Cruel and Unusual
I spent much of the weekend reading Mark Crispin Miller's book Cruel and Unusual: Bush/Cheney's New World Order. I came across this book quite by accident on a trip to the library where my quarry was It Can't Happen Here by Sinclair Lewis (1935), which my library did not have. (It did not have any books by Sinclair Lewis, in fact; nor did it have anything by Hannah Arendt. I was looking for The Origins of Totalitarianism.) As I was huffing out in disgust, Miller's book caught my eye from its place low on the New Non-Fiction shelf. The picture on the cover, of Bush frozen in a moment of pure, primate aggression is a perfect mirror of my image of the man. As it turns out, the book is extensively about the phenomenon of projectivity that I wrote about in my previous post. Cruel and Unusual is richly substantiated and frank in its description of the "values" that underlie the Bush push for world domination. (The title says it all, but if you want the encapsulated version, read this interview.) Miller brilliantly examines Bush's troubled past, his garbled speech, and his apcalyptic world view and brings to light the paranoia and egomania that drive Bush's actions and inactions. Finally, a writer who just comes right out and says the man is nuts!
This is one of many books that we will look back on and wonder how we missed it, how we could have so quickly become Oceania while people were drafting viable lifeboats all around us. Reading this book and others I have mentioned before, I can see the future Bush/Cheney has sketched out for us. It is a future that is all about them, their power, their advantage, their gleeful destruction of everything not-them. That destruction will include me and, eventually, you. Finally, they will self-destruct because the evil they're really after is comfortably situated in the center of their hateful black hearts. In the meantime, we are either in the way or along for the ride.
Yeah, yeah, I know I sound like Debbie Downer, and that's unfashionable or not what the DNC recommends or whatever. As a nation, we have grown overly intolerant of anything that does not cater to our immediate sense of comfort. We have our bread and our circuses. What do we care? When I try to talk to others in my immediate circle about what I'm reading or imagining, they wrinkle their noses and turn away because it's all "too depressing." Someone "out there" will fix it. They always do, right?

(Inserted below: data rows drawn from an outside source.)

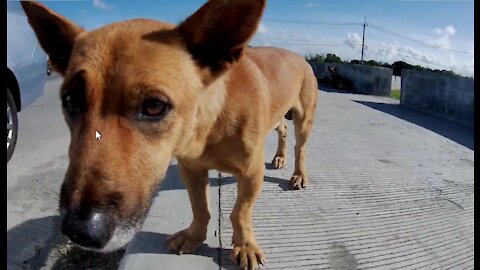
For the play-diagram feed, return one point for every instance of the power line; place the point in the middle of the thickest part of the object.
(372, 25)
(363, 37)
(384, 30)
(280, 20)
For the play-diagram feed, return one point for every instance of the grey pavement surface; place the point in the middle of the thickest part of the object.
(391, 188)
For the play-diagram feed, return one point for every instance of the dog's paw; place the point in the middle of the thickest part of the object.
(247, 256)
(278, 162)
(183, 242)
(298, 181)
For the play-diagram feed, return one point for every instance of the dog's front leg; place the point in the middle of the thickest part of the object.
(188, 240)
(246, 252)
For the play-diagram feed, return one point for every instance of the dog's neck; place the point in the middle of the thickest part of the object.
(211, 103)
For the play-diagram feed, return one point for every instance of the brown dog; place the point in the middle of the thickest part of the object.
(156, 91)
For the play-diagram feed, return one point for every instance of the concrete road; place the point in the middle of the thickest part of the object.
(390, 188)
(34, 175)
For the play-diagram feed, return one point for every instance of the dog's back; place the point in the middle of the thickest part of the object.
(277, 80)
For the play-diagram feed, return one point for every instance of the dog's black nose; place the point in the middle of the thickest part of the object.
(90, 229)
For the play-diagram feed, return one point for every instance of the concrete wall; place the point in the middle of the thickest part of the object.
(366, 80)
(448, 96)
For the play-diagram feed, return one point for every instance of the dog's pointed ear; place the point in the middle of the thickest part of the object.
(216, 34)
(55, 33)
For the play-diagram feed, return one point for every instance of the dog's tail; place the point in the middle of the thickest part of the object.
(289, 116)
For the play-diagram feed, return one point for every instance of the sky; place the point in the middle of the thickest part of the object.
(431, 33)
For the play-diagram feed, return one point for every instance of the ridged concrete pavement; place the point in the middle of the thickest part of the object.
(384, 193)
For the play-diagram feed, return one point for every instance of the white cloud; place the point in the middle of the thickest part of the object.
(262, 29)
(354, 40)
(444, 37)
(101, 4)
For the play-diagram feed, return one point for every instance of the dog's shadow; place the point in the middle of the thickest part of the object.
(30, 244)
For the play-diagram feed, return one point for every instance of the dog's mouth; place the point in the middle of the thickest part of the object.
(100, 231)
(121, 236)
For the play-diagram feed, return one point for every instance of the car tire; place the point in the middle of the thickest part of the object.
(12, 124)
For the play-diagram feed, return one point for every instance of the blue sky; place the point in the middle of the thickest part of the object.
(433, 33)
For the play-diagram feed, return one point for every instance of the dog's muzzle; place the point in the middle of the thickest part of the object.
(89, 229)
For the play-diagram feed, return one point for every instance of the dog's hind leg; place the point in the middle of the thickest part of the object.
(279, 159)
(197, 183)
(245, 251)
(303, 116)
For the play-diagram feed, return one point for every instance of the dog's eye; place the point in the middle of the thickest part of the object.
(154, 109)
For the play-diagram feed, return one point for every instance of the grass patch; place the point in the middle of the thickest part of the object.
(395, 93)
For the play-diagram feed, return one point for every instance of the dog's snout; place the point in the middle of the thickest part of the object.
(92, 229)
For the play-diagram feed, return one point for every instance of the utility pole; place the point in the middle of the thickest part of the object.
(363, 38)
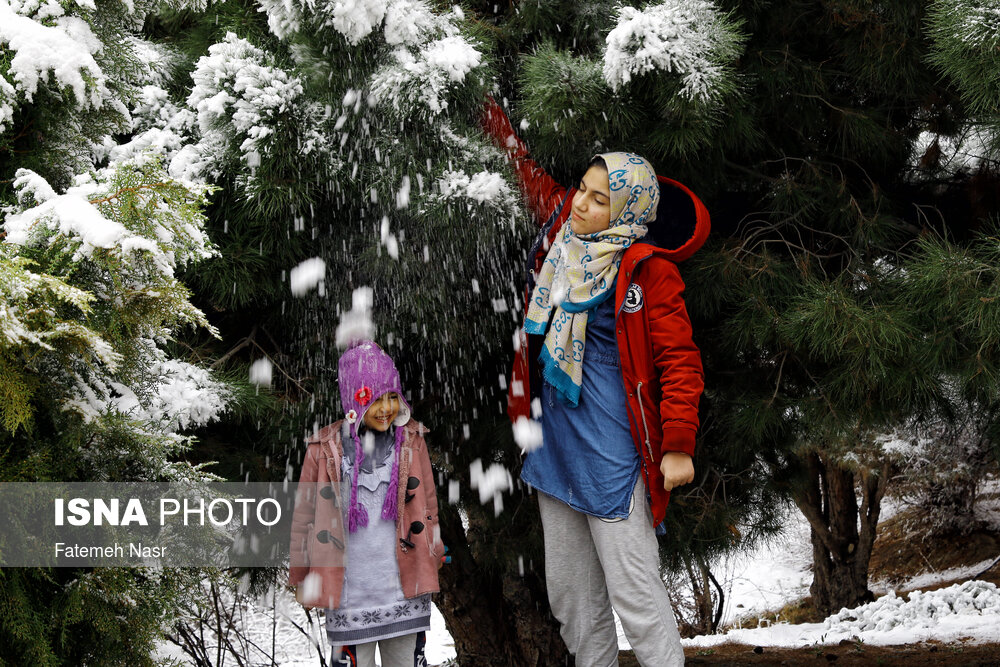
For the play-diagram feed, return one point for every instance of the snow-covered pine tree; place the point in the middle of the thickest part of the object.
(90, 389)
(849, 164)
(345, 143)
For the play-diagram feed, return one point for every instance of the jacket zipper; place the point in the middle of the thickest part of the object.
(645, 427)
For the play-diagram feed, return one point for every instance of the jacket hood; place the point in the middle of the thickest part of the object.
(682, 222)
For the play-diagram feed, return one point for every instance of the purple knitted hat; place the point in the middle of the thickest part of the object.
(366, 372)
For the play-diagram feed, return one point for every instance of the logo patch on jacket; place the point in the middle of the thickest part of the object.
(633, 299)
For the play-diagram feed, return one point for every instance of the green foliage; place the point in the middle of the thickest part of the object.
(965, 37)
(107, 616)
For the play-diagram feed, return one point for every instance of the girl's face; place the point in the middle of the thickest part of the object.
(592, 203)
(382, 412)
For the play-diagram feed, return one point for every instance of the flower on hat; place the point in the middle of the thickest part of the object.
(363, 395)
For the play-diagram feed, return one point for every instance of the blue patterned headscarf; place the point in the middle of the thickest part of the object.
(579, 272)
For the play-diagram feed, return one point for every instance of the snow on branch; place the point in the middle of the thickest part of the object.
(62, 48)
(689, 38)
(424, 78)
(239, 95)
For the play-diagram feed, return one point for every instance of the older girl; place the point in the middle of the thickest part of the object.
(607, 357)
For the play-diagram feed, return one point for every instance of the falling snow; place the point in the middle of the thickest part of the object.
(683, 37)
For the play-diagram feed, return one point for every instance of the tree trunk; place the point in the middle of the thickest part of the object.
(496, 618)
(842, 533)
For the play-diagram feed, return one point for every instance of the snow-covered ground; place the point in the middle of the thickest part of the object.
(774, 575)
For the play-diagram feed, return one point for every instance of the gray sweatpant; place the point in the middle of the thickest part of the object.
(395, 652)
(592, 565)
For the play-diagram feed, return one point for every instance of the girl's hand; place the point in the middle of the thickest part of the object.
(677, 470)
(299, 597)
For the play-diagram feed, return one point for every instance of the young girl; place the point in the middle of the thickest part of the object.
(607, 355)
(365, 537)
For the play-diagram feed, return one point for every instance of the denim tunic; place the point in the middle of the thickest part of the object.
(588, 459)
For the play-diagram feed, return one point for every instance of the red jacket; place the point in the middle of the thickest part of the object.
(318, 542)
(660, 364)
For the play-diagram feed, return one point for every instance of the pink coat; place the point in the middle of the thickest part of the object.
(318, 542)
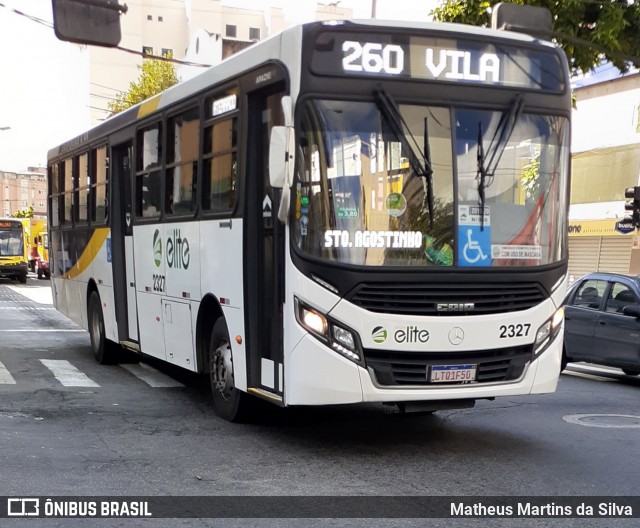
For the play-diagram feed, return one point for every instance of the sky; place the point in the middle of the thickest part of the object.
(44, 99)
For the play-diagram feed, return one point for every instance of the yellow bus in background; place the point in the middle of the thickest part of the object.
(14, 255)
(38, 247)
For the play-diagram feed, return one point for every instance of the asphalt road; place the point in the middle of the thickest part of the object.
(69, 426)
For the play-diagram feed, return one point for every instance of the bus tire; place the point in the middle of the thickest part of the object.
(565, 359)
(229, 403)
(103, 349)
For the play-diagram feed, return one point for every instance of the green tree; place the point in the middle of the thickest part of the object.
(25, 212)
(156, 75)
(588, 30)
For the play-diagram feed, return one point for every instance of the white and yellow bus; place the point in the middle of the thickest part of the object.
(345, 212)
(14, 249)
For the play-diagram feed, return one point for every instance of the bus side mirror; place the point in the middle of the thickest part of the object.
(281, 162)
(93, 22)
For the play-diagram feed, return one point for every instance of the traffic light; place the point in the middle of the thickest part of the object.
(632, 194)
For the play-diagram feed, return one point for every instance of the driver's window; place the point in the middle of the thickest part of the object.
(590, 293)
(619, 297)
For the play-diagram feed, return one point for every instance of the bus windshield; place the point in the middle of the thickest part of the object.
(497, 198)
(11, 242)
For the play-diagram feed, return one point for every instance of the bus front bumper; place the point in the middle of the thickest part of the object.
(13, 269)
(315, 375)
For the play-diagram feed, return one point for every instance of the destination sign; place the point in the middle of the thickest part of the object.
(436, 59)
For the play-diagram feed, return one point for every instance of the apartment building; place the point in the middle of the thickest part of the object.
(200, 31)
(23, 189)
(605, 161)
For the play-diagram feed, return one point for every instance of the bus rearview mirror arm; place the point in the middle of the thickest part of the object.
(281, 159)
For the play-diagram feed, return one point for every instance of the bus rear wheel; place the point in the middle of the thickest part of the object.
(229, 403)
(103, 349)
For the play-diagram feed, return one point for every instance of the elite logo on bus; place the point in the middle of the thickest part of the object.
(157, 248)
(379, 334)
(178, 252)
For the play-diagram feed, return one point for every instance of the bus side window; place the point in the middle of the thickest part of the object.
(182, 165)
(99, 181)
(148, 172)
(220, 166)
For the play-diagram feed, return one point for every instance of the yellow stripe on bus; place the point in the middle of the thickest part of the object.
(149, 106)
(89, 253)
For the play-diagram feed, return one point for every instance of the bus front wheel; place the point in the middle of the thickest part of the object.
(229, 403)
(103, 349)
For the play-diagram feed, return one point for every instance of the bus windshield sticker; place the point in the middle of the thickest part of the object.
(224, 105)
(436, 58)
(474, 245)
(348, 212)
(373, 239)
(516, 252)
(470, 215)
(396, 204)
(266, 207)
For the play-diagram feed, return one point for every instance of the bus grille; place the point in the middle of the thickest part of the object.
(424, 299)
(412, 368)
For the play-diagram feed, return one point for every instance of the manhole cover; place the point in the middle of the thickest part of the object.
(617, 421)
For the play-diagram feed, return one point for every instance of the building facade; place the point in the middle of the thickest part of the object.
(198, 31)
(19, 190)
(605, 161)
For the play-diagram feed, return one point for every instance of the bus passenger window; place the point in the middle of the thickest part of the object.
(99, 177)
(67, 211)
(220, 166)
(182, 165)
(148, 174)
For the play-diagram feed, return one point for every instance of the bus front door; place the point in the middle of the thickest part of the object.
(122, 242)
(264, 250)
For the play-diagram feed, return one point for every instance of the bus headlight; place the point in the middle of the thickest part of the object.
(330, 332)
(548, 332)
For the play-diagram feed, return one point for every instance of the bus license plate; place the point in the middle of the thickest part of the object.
(452, 373)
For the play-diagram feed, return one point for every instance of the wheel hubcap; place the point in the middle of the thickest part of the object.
(95, 331)
(222, 371)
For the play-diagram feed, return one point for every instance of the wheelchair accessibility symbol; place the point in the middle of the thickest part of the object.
(474, 246)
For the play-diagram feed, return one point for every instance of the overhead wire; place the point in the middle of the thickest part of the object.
(120, 48)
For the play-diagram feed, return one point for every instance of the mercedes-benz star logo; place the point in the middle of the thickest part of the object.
(456, 335)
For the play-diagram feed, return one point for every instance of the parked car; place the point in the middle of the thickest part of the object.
(602, 321)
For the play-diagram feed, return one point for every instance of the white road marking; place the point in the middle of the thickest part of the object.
(31, 330)
(5, 376)
(67, 374)
(151, 376)
(39, 294)
(588, 376)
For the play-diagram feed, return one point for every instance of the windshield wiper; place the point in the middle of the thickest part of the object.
(496, 148)
(419, 158)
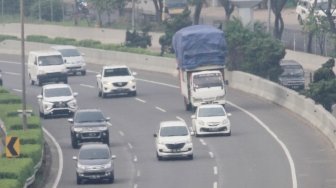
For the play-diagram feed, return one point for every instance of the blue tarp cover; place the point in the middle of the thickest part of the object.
(199, 45)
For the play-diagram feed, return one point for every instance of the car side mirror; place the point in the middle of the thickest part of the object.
(70, 120)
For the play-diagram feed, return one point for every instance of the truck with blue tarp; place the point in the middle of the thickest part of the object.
(200, 52)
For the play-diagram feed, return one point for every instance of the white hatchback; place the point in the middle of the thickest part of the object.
(74, 60)
(173, 140)
(211, 119)
(57, 99)
(116, 80)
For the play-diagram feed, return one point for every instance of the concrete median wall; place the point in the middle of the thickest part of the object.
(305, 107)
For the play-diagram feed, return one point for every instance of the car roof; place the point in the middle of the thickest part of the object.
(172, 123)
(50, 86)
(45, 52)
(289, 62)
(114, 66)
(61, 47)
(94, 145)
(210, 106)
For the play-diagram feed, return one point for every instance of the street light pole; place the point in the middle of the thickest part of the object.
(24, 115)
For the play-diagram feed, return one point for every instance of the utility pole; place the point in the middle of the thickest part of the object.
(24, 115)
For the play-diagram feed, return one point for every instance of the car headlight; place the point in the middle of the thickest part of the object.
(102, 128)
(78, 129)
(105, 83)
(80, 167)
(200, 122)
(225, 121)
(47, 105)
(72, 103)
(108, 165)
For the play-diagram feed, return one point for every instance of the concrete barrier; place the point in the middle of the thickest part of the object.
(305, 107)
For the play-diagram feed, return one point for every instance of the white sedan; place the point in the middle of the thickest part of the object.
(211, 119)
(116, 79)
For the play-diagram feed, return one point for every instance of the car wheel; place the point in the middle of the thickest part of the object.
(79, 180)
(159, 157)
(74, 142)
(111, 179)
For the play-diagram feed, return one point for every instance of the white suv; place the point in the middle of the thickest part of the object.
(211, 119)
(117, 79)
(57, 99)
(73, 59)
(173, 140)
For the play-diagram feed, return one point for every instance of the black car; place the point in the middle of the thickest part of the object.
(89, 125)
(94, 162)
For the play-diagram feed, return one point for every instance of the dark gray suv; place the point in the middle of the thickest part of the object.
(292, 75)
(89, 125)
(94, 162)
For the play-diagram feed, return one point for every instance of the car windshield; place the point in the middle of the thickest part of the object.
(210, 112)
(50, 60)
(69, 52)
(116, 72)
(207, 80)
(89, 116)
(292, 71)
(57, 92)
(94, 153)
(174, 131)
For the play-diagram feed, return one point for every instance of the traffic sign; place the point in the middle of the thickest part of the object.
(12, 146)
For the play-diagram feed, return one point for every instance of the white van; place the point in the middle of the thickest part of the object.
(46, 66)
(74, 60)
(304, 7)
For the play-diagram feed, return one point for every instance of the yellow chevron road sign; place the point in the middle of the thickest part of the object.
(12, 146)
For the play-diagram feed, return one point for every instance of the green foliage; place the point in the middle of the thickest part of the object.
(33, 151)
(9, 183)
(30, 136)
(323, 92)
(138, 39)
(171, 27)
(7, 98)
(49, 12)
(7, 37)
(325, 72)
(16, 168)
(254, 52)
(15, 123)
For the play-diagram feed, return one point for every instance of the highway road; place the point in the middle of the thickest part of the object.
(269, 145)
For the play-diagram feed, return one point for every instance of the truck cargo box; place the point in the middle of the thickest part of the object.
(199, 45)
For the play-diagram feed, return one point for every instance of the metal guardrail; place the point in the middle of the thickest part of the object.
(3, 134)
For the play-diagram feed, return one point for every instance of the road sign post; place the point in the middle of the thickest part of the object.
(12, 147)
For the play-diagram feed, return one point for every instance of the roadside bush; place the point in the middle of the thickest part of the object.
(33, 151)
(16, 168)
(9, 183)
(15, 123)
(29, 136)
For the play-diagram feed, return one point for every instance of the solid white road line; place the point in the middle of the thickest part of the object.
(161, 109)
(283, 146)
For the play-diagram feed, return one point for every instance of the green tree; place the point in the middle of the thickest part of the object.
(171, 26)
(254, 52)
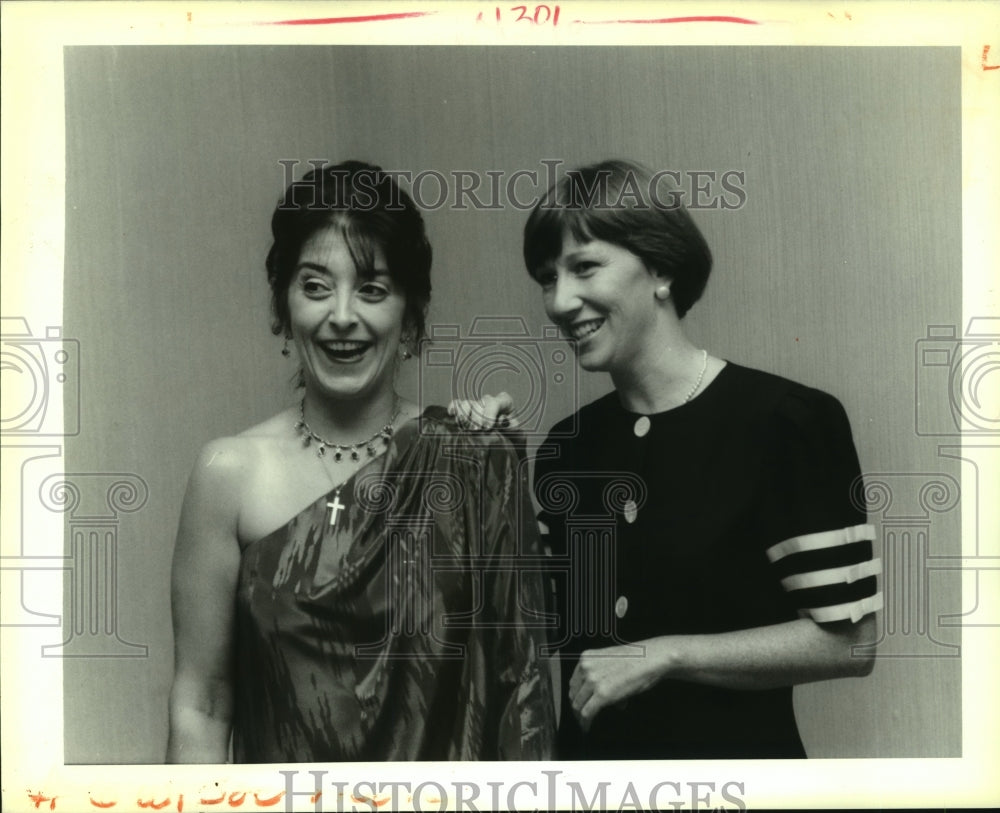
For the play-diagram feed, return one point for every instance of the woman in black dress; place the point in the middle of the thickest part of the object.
(708, 553)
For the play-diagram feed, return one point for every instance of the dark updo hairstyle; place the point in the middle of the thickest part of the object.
(624, 203)
(372, 212)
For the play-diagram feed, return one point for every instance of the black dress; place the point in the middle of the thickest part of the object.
(739, 509)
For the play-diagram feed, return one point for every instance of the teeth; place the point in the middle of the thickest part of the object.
(583, 330)
(345, 347)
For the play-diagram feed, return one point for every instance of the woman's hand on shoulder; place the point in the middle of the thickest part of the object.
(488, 412)
(604, 677)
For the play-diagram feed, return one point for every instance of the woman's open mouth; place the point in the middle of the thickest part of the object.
(345, 352)
(581, 331)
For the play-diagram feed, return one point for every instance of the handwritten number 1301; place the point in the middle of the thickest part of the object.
(537, 15)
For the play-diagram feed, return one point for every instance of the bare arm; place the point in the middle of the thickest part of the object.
(203, 588)
(784, 654)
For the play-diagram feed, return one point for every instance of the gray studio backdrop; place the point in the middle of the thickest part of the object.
(844, 252)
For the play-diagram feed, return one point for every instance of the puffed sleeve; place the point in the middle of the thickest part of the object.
(516, 599)
(815, 533)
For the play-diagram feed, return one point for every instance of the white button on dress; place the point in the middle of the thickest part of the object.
(631, 511)
(621, 606)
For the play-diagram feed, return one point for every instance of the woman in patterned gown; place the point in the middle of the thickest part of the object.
(346, 581)
(710, 549)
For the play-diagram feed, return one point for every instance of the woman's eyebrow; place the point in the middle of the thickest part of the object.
(307, 266)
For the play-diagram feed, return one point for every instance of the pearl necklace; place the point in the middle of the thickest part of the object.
(643, 424)
(701, 376)
(339, 449)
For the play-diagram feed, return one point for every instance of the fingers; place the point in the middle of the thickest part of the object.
(488, 412)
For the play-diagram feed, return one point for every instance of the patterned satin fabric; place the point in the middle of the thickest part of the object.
(408, 630)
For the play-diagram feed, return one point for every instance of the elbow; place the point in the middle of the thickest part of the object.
(859, 651)
(860, 665)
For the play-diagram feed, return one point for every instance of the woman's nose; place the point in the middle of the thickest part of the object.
(565, 299)
(342, 314)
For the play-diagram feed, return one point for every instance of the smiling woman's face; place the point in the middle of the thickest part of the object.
(601, 295)
(345, 325)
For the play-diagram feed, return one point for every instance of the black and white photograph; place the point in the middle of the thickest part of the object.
(470, 406)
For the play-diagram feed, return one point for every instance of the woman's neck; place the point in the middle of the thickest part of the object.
(663, 376)
(347, 421)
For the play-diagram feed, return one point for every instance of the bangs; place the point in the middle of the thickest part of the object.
(546, 228)
(362, 245)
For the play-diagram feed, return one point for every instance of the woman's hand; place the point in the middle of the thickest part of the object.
(488, 412)
(604, 677)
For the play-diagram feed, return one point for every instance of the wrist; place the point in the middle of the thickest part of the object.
(664, 658)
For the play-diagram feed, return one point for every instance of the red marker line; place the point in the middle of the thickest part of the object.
(738, 20)
(367, 18)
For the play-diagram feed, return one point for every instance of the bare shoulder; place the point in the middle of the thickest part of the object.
(225, 465)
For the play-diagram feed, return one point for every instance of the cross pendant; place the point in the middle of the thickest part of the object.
(335, 507)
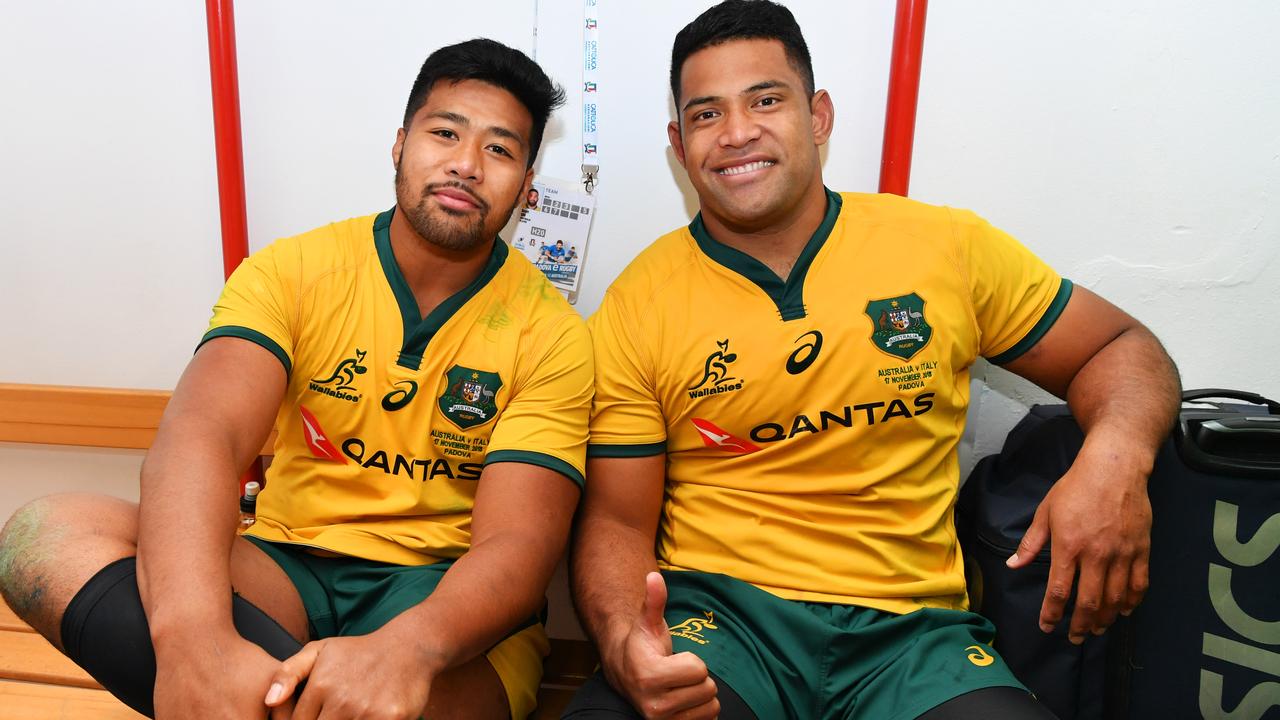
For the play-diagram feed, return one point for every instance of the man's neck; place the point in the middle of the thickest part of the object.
(777, 242)
(433, 273)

I can't speak for always. I think these times are different, incendiary. I believe that being awake, aware, and informed could change things. When I pay attention, when I read writers who describe in detail the warts on the Emperor's bare ass, I am more able to manage my level of despair. On a practical level, every book I buy or check out sends the message that I am not complicit in the Bush/Cheney grand larceny. From these readings, I get affirmation that the things I see are real--the revision of history and the Constitution to theocratic ends, the silencing of dissent and the marginalization of the majority, the construction of a mass delusion flowing from one man's pathology. If you doubt this, notice how the patronizing, repetitious tone of CNN seduces you into believing that you are "informed." Refusing to be hypnotized is my first personal form of resistance.
When I am depressed, I feel compelled to do something to alleviate my depression. Every fiber of my being resists acting, of course. Being depressed tricks us into passivity, amplifying and even requiring our unwillingness to identify and clean up the mess as we see it. And in the case of today's politics, much of what is troubling is far outside my sphere of influence. However, I can sit right here and examine how much of my shadow is projected out onto Bush/Cheney. I can accept that there is a part of me that is terrified of what it cannot control. I can see how I crave approval and acceptance, and I wonder, if I was in their shoes, would I handle my ego any more gracefully? I can also account for the times when I've let my fear or rage control me and acted from it, to my detriment and others'. These are the things that I bring inward to my God, in all humility and in deepest privacy. I do not share their experience of God as a cudgel to be inflicted on someone else. I get that they are incapable of seeing me in themselves in the form of empathy, self-doubt, queerness, or fear. I can also see that I differ from Bush/Cheney in my fundamental optimism about people, about the power of goodness, and the general direction of Project Earth. I certainly think they can, and may, destroy the world and everything I love. It is a frightening prospect, but one that I see in a larger and decidedly non-apocalyptic context: they cannot destroy the fact or experience of my love. I am not an unfettered entity whose experiences are swept into oblivion at some preappointed hour. I feel, I think, I can speak, I can listen, I can gain wisdom. These are my immortal powers, my contribution to the collective pickle that has us looking at Bush/Cheney and seeing either a Satan or a Savior.
Quantum physicists tell us that the observation of a phenomenon changes that phenomenon. And so my second act of resistance is to bear witness to these cruel and unusual people and the world as they will have it.